Jack Keil, executive creative director of the Dancer Fitzgerald Sample ad agency, was stuck in a Kansas City airport at three in the morning when he started thinking about Smokey Bear. Smokey was the furred face of forest fire prevention, an amiable creature who cautioned against the hazards of unattended campfires or errant cigarette butts. Everyone, it seemed, knew Smokey and heeded his words.

In 1979, Keil’s agency had been tasked with coming up with a campaign for the recently-instituted National Crime Prevention Council (NCPC), a nonprofit organization looking to educate the public about crime prevention. If Keil could create a Smokey for their mission, he figured he would have a hit. He considered an elephant who could stamp out crime, or a rabbit who was hopping mad about illegal activity.

A dog seemed to fit. Dogs bit things, and the NCPC was looking to take a bite out of crime. Keil sketched a dog reminiscent of Snoopy with a Keystone Cop-style hat.

Back at the agency, people loved the idea but hated the dog. In a week’s time, the cartoon animal would morph into McGruff, the world-weary detective who has raised awareness about everything from kidnapping to drug abuse. While he no longer looked like Snoopy, he was about to become just as famous.

In 1979, the public service advertising nonprofit the Ad Council held a meeting to discuss American paranoia. Crime was a hot button issue, with sensational reports about drugs, home invasions, and murders taking up the covers of major media outlets like Newsweek and TIME. Surveys reported that citizens were concerned about crime rates and neighborhood safety. Respondents felt helpless to do anything, since more law enforcement meant increased taxes.

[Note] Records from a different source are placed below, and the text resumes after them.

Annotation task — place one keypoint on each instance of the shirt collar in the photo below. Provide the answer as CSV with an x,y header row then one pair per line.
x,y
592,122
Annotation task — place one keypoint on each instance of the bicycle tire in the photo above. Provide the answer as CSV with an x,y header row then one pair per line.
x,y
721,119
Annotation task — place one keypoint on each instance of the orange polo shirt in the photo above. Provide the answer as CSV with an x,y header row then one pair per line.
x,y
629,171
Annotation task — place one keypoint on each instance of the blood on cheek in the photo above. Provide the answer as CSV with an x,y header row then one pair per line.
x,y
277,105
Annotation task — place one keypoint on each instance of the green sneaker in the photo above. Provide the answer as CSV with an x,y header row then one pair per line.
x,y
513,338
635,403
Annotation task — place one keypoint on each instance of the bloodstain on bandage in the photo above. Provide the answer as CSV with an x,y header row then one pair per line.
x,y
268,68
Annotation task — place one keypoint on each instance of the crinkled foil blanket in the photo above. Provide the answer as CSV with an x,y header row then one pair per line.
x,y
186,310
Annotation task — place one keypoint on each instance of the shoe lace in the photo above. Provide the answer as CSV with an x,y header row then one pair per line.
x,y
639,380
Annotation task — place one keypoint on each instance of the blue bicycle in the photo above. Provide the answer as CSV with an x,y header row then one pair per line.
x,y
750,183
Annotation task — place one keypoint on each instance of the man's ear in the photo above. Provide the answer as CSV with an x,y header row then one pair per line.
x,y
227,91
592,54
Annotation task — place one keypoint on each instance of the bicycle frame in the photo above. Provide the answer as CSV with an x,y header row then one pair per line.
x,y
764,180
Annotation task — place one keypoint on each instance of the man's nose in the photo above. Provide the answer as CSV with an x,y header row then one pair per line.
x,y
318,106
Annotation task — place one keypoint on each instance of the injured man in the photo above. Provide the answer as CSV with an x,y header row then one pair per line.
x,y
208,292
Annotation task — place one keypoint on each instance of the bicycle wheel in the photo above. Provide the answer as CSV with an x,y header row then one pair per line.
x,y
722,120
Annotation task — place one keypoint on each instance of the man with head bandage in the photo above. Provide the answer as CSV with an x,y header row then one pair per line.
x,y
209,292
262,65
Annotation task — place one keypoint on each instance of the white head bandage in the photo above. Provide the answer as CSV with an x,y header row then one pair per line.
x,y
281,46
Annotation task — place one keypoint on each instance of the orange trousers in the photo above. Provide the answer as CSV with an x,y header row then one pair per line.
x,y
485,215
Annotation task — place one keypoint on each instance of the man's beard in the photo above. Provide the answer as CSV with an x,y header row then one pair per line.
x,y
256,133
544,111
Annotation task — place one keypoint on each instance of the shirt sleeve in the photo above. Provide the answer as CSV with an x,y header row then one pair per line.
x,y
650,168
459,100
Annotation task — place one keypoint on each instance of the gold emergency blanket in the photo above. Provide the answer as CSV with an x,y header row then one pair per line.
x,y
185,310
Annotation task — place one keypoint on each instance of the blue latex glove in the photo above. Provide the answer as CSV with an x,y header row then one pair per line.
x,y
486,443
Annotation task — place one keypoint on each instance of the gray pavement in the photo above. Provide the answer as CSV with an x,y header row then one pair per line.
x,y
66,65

To combat public perception, the Ad Council wanted to commit to an advertising campaign that would act as a preventive measure. Crime could not be stopped, but the feeling was that it could be dented with more informed communities. Maybe a clean park would be less inviting to criminals; people might need to be reminded to lock their doors.

What people did not need was a lecture. So the council enlisted Dancer Fitzgerald Sample to organize a campaign that promoted awareness in the most gentle way possible. Keil's colleagues weighed in on his dog idea; someone suggested that the canine be modeled after J. Edgar Hoover, another saw a Superman-esque dog that would fly in to interrupt crime. Sherry Nemmers and Ray Krivascy offered an alternative take: a dog wearing a trench coat and smoking a cigar, modeled in part after Peter Falk’s performance as the rumpled TV detective Columbo.

Keil had designs on getting Falk to voice the animated character, but the actor’s methodical delivery wasn’t suited to 30-second commercials, so Keil did it himself. His scratchy voice lent an authoritarian tone, but wasn't over-the-top.

The agency ran a contest on the back of cereal boxes to name the dog. “Sherlock Bones” was the most common submission, but "McGruff"—which was suggested by a New Orleans police officer—won out.

Armed with a look, a voice, and a name, Nemmers arranged for a series of ads to run in the fall of 1980. In the spots, McGruff was superimposed over scenes of a burglary and children wary of being kidnapped by men in weather-beaten cars. He advised people to call the police if they spotted something suspicious—like strangers taking off with the neighbor’s television or sofa—and to keep their doors locked. He sat at a piano and sang “users are losers” in reference to drug-abusing adolescents. (The cigar had been scrapped.)

Most importantly, the NCPC—which had taken over responsibility for McGruff's message—wanted the ads to have what the industry dubbed “fulfillment.” At the end, McGruff would advise viewers to write to a post office box for a booklet on how to prevent crime in their neck of the woods.

A lot of people did just that. More than 30,000 booklets went out during the first few months the ads aired. McGruff’s laconic presence was beginning to take off.

By 1988, an estimated 99 percent of children ages six to 12 recognized McGruff, putting him in Ronald McDonald territory. He appeared on the ABC series Webster, in parades, and in thousands of personal appearances around the country, typically with a local police officer under the suit. (The appearances were not without danger: Some dogs apparently didn't like McGruff and could get aggressive at the sight of him.)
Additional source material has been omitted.